The Human Resources Branch Service Request Management (HR-SRM) application will serve as a mechanism for employees to submit requests related to compensation and staffing. The HR-SRM will become part of the Agency’s Helpdesk Expert Automation Tool Service Request Management application which is currently used by Statistics Canada’s Informatics Technology Services Division to handle and manage IT-related requests from employees.

Objectives

A privacy impact assessment for the Human Resources Branch Service Request Management application was conducted to determine if there were any privacy, confidentiality and security issues, and if so, to make recommendations for their resolution or mitigation.

Description

Statistics Canada’s Human Resources Branch has identified a need to change the process by which employees submit requests related to compensation and staffing. In order to streamline the work flow and improve service to human resources clients (i.e., employees), modifications are being made to the Agency’s Helpdesk Expert Automation Tool Service Request Management application. Employees will not only be able to submit their compensation and staffing-related inquiries electronically, but the application will also allow them to view the status of their requests.

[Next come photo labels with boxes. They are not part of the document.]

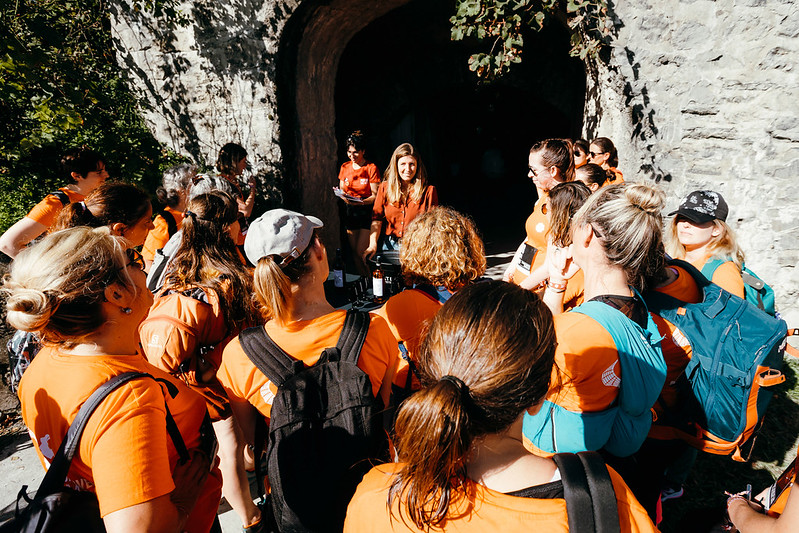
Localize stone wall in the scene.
[589,0,799,325]
[111,0,799,325]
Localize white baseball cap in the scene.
[244,209,324,266]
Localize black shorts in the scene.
[344,204,372,230]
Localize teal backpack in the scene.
[702,259,777,316]
[644,259,794,461]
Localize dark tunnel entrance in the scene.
[335,0,586,242]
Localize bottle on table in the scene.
[333,248,344,289]
[372,257,385,304]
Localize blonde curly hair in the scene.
[400,207,486,290]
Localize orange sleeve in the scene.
[367,163,383,183]
[141,215,169,261]
[711,261,745,298]
[372,181,388,219]
[27,194,64,228]
[608,466,658,533]
[547,311,621,412]
[80,380,174,516]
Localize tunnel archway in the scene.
[278,0,586,244]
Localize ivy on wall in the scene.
[450,0,611,80]
[0,0,188,231]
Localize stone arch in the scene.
[276,0,585,246]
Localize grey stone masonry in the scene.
[110,0,799,326]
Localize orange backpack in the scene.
[139,288,233,421]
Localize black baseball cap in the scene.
[669,191,730,224]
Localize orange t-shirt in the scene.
[651,266,702,408]
[216,310,399,418]
[27,187,86,228]
[19,347,222,533]
[372,289,442,388]
[141,207,183,261]
[547,312,621,412]
[511,193,549,285]
[691,257,746,298]
[338,161,380,198]
[344,463,657,533]
[372,181,438,239]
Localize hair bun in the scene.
[6,284,60,331]
[624,183,666,214]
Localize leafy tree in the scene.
[450,0,611,80]
[0,0,187,231]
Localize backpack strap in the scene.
[414,284,452,305]
[239,326,305,388]
[158,209,178,237]
[552,452,621,533]
[336,309,371,364]
[702,258,728,281]
[48,189,69,207]
[36,372,189,498]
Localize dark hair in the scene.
[591,137,619,167]
[572,139,588,155]
[575,163,616,187]
[61,146,105,178]
[389,281,555,529]
[216,143,247,176]
[549,181,591,246]
[345,130,366,151]
[164,191,256,329]
[52,183,151,231]
[530,139,574,181]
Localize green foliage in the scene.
[450,0,611,80]
[0,0,189,231]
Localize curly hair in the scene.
[400,207,486,290]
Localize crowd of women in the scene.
[0,137,799,532]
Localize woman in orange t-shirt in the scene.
[363,143,438,259]
[4,227,221,533]
[139,191,261,529]
[0,148,108,259]
[502,139,574,289]
[588,137,624,185]
[666,191,745,298]
[53,183,153,248]
[338,131,380,276]
[374,207,486,394]
[141,164,197,271]
[344,281,656,533]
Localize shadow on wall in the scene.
[109,0,289,213]
[585,0,672,183]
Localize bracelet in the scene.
[546,280,566,292]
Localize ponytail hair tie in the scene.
[438,374,469,401]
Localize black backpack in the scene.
[0,372,189,533]
[239,310,388,533]
[552,452,621,533]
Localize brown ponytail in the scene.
[389,281,555,529]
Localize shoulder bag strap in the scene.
[552,453,596,533]
[577,452,621,533]
[336,309,370,364]
[239,326,305,387]
[36,372,188,498]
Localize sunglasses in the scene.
[125,248,146,270]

The HR-SRM will also facilitate workload management in the compensation and staffing areas. The application includes an escalation process that will notify human resources managers if requests are not completed within a specified time frame.

Conclusion

This privacy impact assessment did not identify any privacy risks that cannot be managed using either current safeguards or others that have been specifically developed for the implementation of the HR-SRM.

Introduction

Because Statistics Canada's Human Resources Branch identified a requirement to modernize the process by which its employees submit applications to internal selection processes, the Employment Application Submission Tool (EAST) was developed as a secure on-line mechanism.

Objective

A privacy impact assessment of the Employment Application Submission Tool was conducted to determine if there were any privacy, confidentiality and security issues, and if so, to make recommendations for their resolution or mitigation.

Description

Prior to the development of EAST, employees were required to submit competition applications on paper. With the introduction of EAST employees will have the option of submitting applications for competitions electronically using a system that will offer the required level of protection for the personal information that employees must provide.

Conclusion

The privacy impact assessment did not identify any privacy risks that cannot be managed using either current safeguards or others that have been specifically developed for the implementation of the Employment Application Submission Tool.